As a beginning knitter, I was recently introduced to the concept of lifelines, which help knitters avoid having to start over when they make mistakes. And I thought, I bet we can apply this concept to writing, too. Here are three ways to create lifelines for yourself as a writer:
1) Surround yourself with support.
First, let’s step away from the notion that writing must be done in complete isolation. Yes, you’ll spend some time working in solitude. But, unless you plan to never show your writing to anyone, ever, you’ll talk to someone about it at some point. So, why not start out including someone in your process? It could be a friend, family member, spouse, another writer, a whole writing group. All that matters is you find people who will encourage you to keep going even when all seems lost.
2) Save it for later.
Speaking of things getting lost, avoid losing your work. Lots of programs auto save now, so that helps, but it doesn’t hurt to double check and also pay attention to where your work is being saved for future access. To take it a step further, you might want to save multiple versions of your work as you go. This is a piece of advice I’m learning to follow myself. Because I make changes even as I write, I sometimes end up losing specific wording that would have worked.
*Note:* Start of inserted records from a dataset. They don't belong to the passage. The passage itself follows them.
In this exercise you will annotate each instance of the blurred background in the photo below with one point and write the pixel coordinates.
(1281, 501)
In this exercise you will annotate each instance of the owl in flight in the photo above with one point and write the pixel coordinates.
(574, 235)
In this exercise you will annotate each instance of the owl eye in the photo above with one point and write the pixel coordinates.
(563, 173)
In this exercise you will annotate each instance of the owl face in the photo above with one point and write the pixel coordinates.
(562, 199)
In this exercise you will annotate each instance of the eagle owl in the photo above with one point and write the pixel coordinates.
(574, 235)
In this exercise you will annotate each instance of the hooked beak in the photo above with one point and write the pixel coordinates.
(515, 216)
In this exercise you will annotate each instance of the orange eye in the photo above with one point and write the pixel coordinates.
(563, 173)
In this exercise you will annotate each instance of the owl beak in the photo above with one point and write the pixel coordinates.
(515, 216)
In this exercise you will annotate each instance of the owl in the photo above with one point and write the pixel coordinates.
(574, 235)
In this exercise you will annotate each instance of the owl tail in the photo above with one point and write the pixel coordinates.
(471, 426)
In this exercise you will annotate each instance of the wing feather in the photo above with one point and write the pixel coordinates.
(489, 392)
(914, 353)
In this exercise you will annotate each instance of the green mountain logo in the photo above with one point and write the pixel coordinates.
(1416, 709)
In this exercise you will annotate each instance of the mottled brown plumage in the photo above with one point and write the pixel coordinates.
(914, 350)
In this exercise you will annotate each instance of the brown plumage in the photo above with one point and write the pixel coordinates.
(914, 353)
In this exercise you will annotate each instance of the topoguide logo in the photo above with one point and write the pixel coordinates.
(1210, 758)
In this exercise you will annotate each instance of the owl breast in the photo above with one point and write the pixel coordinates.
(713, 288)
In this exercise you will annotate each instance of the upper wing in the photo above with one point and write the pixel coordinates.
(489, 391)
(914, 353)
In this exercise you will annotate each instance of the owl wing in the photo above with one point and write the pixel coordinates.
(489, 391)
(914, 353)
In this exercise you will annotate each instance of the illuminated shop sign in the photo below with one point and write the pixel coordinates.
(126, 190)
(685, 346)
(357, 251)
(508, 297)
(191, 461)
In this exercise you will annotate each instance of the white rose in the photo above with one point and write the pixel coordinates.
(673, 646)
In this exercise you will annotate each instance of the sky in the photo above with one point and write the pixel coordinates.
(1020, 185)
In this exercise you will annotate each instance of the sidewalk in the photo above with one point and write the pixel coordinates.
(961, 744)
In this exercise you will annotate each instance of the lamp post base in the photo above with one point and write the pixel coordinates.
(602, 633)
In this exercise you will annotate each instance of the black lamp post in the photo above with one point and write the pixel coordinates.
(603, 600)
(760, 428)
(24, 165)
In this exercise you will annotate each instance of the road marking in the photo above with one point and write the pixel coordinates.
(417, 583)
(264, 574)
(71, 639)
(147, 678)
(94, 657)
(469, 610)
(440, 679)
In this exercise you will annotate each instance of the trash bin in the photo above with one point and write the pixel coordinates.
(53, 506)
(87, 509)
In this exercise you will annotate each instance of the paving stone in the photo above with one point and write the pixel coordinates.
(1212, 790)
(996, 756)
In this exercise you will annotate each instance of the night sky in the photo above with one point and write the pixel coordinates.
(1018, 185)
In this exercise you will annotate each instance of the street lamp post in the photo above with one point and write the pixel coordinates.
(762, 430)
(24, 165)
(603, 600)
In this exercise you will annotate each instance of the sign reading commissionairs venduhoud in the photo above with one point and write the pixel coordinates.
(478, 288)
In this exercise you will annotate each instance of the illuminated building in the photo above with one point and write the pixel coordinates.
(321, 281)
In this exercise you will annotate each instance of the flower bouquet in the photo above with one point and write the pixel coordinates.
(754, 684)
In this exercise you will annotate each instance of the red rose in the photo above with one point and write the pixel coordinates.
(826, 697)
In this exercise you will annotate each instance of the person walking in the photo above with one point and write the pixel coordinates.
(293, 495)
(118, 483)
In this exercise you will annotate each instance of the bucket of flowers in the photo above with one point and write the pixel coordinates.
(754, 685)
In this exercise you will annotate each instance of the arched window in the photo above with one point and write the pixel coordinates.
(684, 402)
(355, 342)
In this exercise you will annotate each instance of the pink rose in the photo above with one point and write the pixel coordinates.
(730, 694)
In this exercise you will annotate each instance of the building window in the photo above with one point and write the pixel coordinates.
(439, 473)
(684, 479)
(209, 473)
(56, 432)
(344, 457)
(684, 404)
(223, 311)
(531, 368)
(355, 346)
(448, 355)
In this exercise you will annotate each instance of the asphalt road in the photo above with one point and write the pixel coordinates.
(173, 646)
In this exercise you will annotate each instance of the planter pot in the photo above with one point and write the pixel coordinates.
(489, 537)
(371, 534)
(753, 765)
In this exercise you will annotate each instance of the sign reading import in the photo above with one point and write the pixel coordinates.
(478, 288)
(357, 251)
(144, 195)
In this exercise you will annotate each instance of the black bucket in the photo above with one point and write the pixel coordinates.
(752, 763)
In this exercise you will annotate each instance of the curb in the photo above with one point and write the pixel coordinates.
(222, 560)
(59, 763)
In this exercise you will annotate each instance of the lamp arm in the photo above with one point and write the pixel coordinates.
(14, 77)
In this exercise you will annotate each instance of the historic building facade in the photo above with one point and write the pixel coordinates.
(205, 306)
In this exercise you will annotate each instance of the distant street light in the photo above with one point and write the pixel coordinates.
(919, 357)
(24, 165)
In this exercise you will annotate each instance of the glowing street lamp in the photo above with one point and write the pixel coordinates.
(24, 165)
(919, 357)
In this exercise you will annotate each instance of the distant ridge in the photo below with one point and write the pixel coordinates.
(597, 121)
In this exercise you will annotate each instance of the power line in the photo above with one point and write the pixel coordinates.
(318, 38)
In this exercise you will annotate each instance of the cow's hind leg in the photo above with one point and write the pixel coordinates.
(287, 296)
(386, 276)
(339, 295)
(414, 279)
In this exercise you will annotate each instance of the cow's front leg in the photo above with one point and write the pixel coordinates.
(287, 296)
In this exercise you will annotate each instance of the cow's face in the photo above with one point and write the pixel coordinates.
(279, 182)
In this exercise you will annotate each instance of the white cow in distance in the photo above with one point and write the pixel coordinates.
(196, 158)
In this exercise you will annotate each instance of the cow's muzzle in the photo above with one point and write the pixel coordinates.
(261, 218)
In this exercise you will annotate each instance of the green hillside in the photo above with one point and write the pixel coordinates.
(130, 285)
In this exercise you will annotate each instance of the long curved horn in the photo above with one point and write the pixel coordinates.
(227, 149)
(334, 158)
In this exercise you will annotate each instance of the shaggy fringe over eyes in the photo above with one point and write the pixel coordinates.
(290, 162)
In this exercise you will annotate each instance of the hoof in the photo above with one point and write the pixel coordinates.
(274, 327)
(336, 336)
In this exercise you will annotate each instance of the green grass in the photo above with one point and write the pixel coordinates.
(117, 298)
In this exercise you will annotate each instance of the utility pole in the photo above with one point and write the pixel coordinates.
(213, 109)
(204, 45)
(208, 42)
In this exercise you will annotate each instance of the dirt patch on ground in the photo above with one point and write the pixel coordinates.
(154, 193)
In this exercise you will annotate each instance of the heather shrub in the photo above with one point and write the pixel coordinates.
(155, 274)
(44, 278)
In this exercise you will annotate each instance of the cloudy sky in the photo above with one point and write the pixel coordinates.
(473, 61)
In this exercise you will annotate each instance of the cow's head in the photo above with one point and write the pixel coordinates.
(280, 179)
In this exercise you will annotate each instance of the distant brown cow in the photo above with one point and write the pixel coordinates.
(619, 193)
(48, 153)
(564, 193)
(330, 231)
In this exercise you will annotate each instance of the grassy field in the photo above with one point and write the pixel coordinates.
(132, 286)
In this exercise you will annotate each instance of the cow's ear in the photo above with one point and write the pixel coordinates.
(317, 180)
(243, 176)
3) Skip the small fixes (for now).
As someone who edits while writing, I know how hard it is to resist the urge. But, when we focus all our attention on those tiny details like spelling or word choice or punctuation, we lose sight of the bigger project, the point of what we’re doing. Sometimes, writers get so bogged down and frustrated that they end up scrapping all their work. So, if you can even reach a compromise of editing less as you write, the process should be more manageable and productive.